The waiter scratched his head and looked confused. Whether another version of the event possessed him, or that my question staggered his convictions, I am unable to say; but he made no reply. “It is true,” continued I, in the same strain, “that I met his reverence last night for the first time. My friend Lord Keldrum made us acquainted; but seeing him received at my noble friend's board, I naturally felt, and said to myself, 'The man Keldrum admits to his table is the equal of any one.' Could anything be more reasonable than that?”
“No, indeed, sir; nothing,” said the waiter, obsequiously.
“Well, then,” resumed I, “some day or other it may chance that you will be called on to remember and recall this conversation between us; if so, it will be important that you should have a clear and distinct memory of the fact that when I awoke in the morning, and asked for my horse, the answer you made me was—What was the answer you made me?”
“The answer I med was this,” said the fellow, sturdily, and with an effrontery I can never forget,—“the answer I med was, that the man that won him took him away.”
“You're an insolent scoundrel,” cried I, boiling over with passion, “and if you don't ask pardon for this outrage on your knees, I 'll include you in the indictment for conspiracy.”
So far from proceeding to the penitential act I proposed, the fellow grinned from ear to ear, and left the room. It was a long time before I could recover my wonted calm and composure. That this rascal's evidence would be fatal to me if the question ever came to trial, was as clear as noonday; not less clear was it that he knew this himself.

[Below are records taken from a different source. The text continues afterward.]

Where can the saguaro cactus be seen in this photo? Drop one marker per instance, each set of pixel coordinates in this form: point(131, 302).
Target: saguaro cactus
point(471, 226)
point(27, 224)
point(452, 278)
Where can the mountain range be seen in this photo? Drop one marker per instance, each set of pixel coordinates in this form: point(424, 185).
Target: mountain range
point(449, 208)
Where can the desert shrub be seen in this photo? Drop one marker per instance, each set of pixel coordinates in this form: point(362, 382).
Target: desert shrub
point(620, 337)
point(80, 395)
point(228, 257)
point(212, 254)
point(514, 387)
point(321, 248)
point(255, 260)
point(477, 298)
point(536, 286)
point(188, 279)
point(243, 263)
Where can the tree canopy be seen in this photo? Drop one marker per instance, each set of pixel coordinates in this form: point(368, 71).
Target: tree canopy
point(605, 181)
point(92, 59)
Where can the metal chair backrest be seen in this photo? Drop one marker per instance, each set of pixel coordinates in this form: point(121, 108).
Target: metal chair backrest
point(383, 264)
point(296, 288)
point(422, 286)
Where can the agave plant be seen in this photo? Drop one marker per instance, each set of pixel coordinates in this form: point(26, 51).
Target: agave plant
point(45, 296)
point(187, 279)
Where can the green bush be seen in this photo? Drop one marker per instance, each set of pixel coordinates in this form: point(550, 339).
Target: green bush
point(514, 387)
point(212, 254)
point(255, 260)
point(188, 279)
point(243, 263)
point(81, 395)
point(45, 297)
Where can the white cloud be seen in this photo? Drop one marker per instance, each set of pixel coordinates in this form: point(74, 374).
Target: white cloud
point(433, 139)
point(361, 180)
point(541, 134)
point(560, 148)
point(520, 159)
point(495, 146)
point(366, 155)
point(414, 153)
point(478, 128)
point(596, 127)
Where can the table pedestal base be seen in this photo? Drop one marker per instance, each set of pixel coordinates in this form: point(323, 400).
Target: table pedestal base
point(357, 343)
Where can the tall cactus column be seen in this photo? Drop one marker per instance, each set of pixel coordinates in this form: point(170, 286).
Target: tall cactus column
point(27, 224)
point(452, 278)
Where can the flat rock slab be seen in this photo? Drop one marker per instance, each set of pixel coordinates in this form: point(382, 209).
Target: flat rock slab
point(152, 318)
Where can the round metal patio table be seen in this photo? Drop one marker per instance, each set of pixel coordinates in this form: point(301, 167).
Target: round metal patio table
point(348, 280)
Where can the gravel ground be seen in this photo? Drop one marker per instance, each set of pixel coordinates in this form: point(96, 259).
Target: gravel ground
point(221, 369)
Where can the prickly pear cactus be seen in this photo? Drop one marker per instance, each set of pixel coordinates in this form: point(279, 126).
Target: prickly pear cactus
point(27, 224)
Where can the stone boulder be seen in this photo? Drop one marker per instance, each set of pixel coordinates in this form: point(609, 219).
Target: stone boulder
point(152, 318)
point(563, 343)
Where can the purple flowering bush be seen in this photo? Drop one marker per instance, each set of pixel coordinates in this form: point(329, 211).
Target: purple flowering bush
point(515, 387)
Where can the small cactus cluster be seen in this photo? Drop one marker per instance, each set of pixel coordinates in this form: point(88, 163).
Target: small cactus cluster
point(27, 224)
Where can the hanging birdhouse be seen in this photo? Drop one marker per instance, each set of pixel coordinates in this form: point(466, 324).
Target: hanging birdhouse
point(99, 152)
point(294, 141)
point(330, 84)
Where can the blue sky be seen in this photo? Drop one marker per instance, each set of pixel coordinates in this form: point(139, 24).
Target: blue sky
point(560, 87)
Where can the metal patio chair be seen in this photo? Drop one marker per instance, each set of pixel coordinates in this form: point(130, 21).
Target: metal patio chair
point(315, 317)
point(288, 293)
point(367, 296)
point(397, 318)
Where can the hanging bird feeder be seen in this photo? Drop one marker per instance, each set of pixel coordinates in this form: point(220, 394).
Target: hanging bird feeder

“I must go back at once to town,” thought I. “I will surrender myself to the law. If a compromise be impossible, I will perish at the stake.”
I forgot there was no stake; but there was wool-carding, and oakum-picking, and wheel-treading, and oyster-shell pounding, and other small plays of this nature, infinitely more degrading to humanity than all the cruelties of our barbarous ancestors.
Now, in no record of lives of adventure had I met any account of such trials as these. The Silvio Pellicos of Pentonville are yet unwritten martyrs. Prison discipline would vulgarize the grandest epic that ever was conceived “Anything rather than this,” said I, aloud. “Proscribed, outlawed, hunted down, but never, gray-coated and hair-clipped, shall a Potts be sentenced to the 'crank,' or black-holed as refractory!—Bring me my bill,” cried I, in a voice of indignant anger. “I will go forth into the world of darkness and tempest; I will meet the storm and the hurricane; better all the conflict of the elements than man's—than man's—” I was n't exactly sure what; but there was no need of the word, for a gust of wind had just flattened my umbrella in my face as I issued forth, and left me breathless, as the door closed behind me.